Silence punctuated by artillery
THE SILENCE was punctuated by artillery fire in the distance. There was also the sound of machine-gun fire in Gaza, the “rat-tat” of disciplined fire that means it is the IDF. Overhead a drone flew, and two helicopters circled. The number of police, soldiers, and helicopters today was in contrast to a year ago when there were very few soldiers on the border to stop the Hamas attack. The police present near the festival were massacred, many of them trying in vain to defend the festival-goers by firing their sidearms at terrorists who arrived in pickup trucks armed with RPGs and AK-47 assault rifles.
The people who gathered just before sunrise on this October 7 came from all walks of life. There was a motorcycle club; soldiers and police came; young people and old arrived. A high-ranking officer in the reserves sat next to me; a woman prayed.
Many people came with the images of their fallen loved ones or friends emblazoned on their shirts. One shirt has a quote that says “life is only as good as your mindset” and another shows two people on it and says “Maya and Eliran Forever.” A group brought balloons with the names of the killed and attached them to benches.
The ceremony began after 6:30 a.m. There was a brief sequence of music played, the same music as was playing when the music stopped due to the rocket fire a year earlier. Then organizers gathered and there were short statements and one man played a guitar. President Isaac Herzog joined and walked among the crowds.

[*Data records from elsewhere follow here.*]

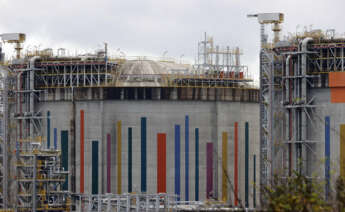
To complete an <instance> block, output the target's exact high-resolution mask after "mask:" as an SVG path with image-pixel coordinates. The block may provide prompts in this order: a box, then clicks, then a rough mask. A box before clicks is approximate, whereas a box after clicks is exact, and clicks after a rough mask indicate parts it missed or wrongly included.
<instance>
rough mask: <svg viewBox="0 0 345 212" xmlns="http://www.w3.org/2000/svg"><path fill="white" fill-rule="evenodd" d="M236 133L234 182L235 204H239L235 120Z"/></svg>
mask: <svg viewBox="0 0 345 212" xmlns="http://www.w3.org/2000/svg"><path fill="white" fill-rule="evenodd" d="M234 131H235V133H234V134H235V135H234V152H235V154H234V156H235V159H234V163H235V164H234V169H235V170H234V184H235V186H234V187H235V188H234V193H235V194H234V196H235V206H237V205H238V123H237V122H235V129H234Z"/></svg>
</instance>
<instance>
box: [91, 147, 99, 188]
mask: <svg viewBox="0 0 345 212" xmlns="http://www.w3.org/2000/svg"><path fill="white" fill-rule="evenodd" d="M91 181H92V182H91V193H92V194H98V141H92V179H91Z"/></svg>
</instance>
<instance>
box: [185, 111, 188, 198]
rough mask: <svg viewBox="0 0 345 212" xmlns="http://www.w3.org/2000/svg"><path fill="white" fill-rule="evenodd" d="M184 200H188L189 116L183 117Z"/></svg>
mask: <svg viewBox="0 0 345 212" xmlns="http://www.w3.org/2000/svg"><path fill="white" fill-rule="evenodd" d="M185 200H186V201H188V200H189V117H188V116H186V118H185Z"/></svg>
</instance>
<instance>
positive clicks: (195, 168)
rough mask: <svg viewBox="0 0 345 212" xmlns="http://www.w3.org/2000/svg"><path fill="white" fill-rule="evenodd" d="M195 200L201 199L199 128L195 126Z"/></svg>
mask: <svg viewBox="0 0 345 212" xmlns="http://www.w3.org/2000/svg"><path fill="white" fill-rule="evenodd" d="M195 201H199V128H195Z"/></svg>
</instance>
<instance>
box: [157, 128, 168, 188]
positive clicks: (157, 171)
mask: <svg viewBox="0 0 345 212" xmlns="http://www.w3.org/2000/svg"><path fill="white" fill-rule="evenodd" d="M166 151H167V150H166V134H165V133H158V134H157V193H166V192H167V189H166V179H167V171H166V169H167V168H166Z"/></svg>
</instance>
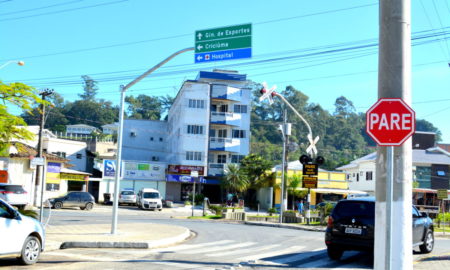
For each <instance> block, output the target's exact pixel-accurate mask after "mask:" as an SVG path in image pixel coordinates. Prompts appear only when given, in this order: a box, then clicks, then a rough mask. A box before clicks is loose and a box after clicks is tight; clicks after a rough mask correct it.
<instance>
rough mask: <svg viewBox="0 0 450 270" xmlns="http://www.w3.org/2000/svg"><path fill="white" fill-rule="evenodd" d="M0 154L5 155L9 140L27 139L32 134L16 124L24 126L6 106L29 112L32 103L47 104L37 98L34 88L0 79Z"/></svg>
mask: <svg viewBox="0 0 450 270" xmlns="http://www.w3.org/2000/svg"><path fill="white" fill-rule="evenodd" d="M0 101H1V103H0V156H5V155H7V150H8V149H9V145H10V142H11V141H13V140H21V139H25V140H29V139H32V138H33V134H32V133H31V132H29V131H28V130H25V129H23V128H19V127H17V126H26V122H25V121H24V119H22V118H21V117H18V116H15V115H13V114H11V113H10V112H9V111H8V106H10V107H11V108H12V107H15V108H18V109H20V110H21V111H22V112H23V114H26V115H28V114H30V113H31V112H32V111H33V106H34V105H39V104H48V103H47V102H44V101H43V100H42V99H40V98H39V96H38V94H37V92H36V90H35V89H34V88H33V87H31V86H28V85H26V84H23V83H19V82H16V83H10V84H5V83H3V82H2V81H0Z"/></svg>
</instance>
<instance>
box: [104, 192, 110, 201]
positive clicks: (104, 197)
mask: <svg viewBox="0 0 450 270" xmlns="http://www.w3.org/2000/svg"><path fill="white" fill-rule="evenodd" d="M103 203H104V204H108V203H111V193H103Z"/></svg>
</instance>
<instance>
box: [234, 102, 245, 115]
mask: <svg viewBox="0 0 450 270" xmlns="http://www.w3.org/2000/svg"><path fill="white" fill-rule="evenodd" d="M234 112H235V113H247V105H238V104H235V105H234Z"/></svg>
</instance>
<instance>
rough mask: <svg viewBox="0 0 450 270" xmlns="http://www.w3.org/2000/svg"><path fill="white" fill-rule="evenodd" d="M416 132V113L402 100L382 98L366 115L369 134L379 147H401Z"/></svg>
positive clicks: (379, 99) (392, 98)
mask: <svg viewBox="0 0 450 270" xmlns="http://www.w3.org/2000/svg"><path fill="white" fill-rule="evenodd" d="M415 130H416V116H415V112H414V111H413V109H411V108H410V107H409V106H408V105H407V104H406V103H405V102H404V101H403V100H402V99H400V98H381V99H379V100H378V101H377V102H376V103H375V104H374V105H373V106H372V107H371V108H370V109H369V110H368V111H367V113H366V131H367V134H369V136H370V137H371V138H372V139H373V140H374V141H375V142H376V143H377V144H378V145H379V146H400V145H402V144H403V143H404V142H405V141H406V140H407V139H408V138H409V137H410V136H411V135H412V134H413V133H414V132H415Z"/></svg>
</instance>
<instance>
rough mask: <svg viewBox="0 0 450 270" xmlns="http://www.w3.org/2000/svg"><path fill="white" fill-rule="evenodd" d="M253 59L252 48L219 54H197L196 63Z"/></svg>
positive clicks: (205, 53) (199, 53)
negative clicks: (230, 60)
mask: <svg viewBox="0 0 450 270" xmlns="http://www.w3.org/2000/svg"><path fill="white" fill-rule="evenodd" d="M250 57H252V48H245V49H236V50H227V51H218V52H206V53H196V54H195V63H204V62H213V61H223V60H235V59H241V58H250Z"/></svg>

No other politicians were present. Other than the police who helped direct traffic and secure the location; there was no evidence of the state being present at all. There is something symbolic in this. Similarly, on October 7 last year, the thousands of people at the Nova festival were also left on their own. With the state mostly absent, soldiers nearby were under siege by terrorists; tanks were overrun.
People who fled the festival and survived mostly ran east. Many of these people were rescued by civilian volunteers. The absence of Israel’s politicians from this event is important. The politicians have not investigated the October 7 massacre.
Most of them also seem unable to face the victims, embrace the families of the hostages or even confront the horrors of that day. There are exceptions, but their absence and the absence of any speech-making from this first anniversary was a welcome change from the claims that Israel is pursuing total victory in Gaza, or that the hostages are a priority, after having been left for a year in Gaza, just a few miles from where we gathered at the grounds of the festival.
It’s impossible to ignore this fact. Where we stood a year after the massacre is only a few miles from Gaza where more than 100 hostages are held. It’s impossible not to think of how they have been left there, civilians and soldiers, for far too long.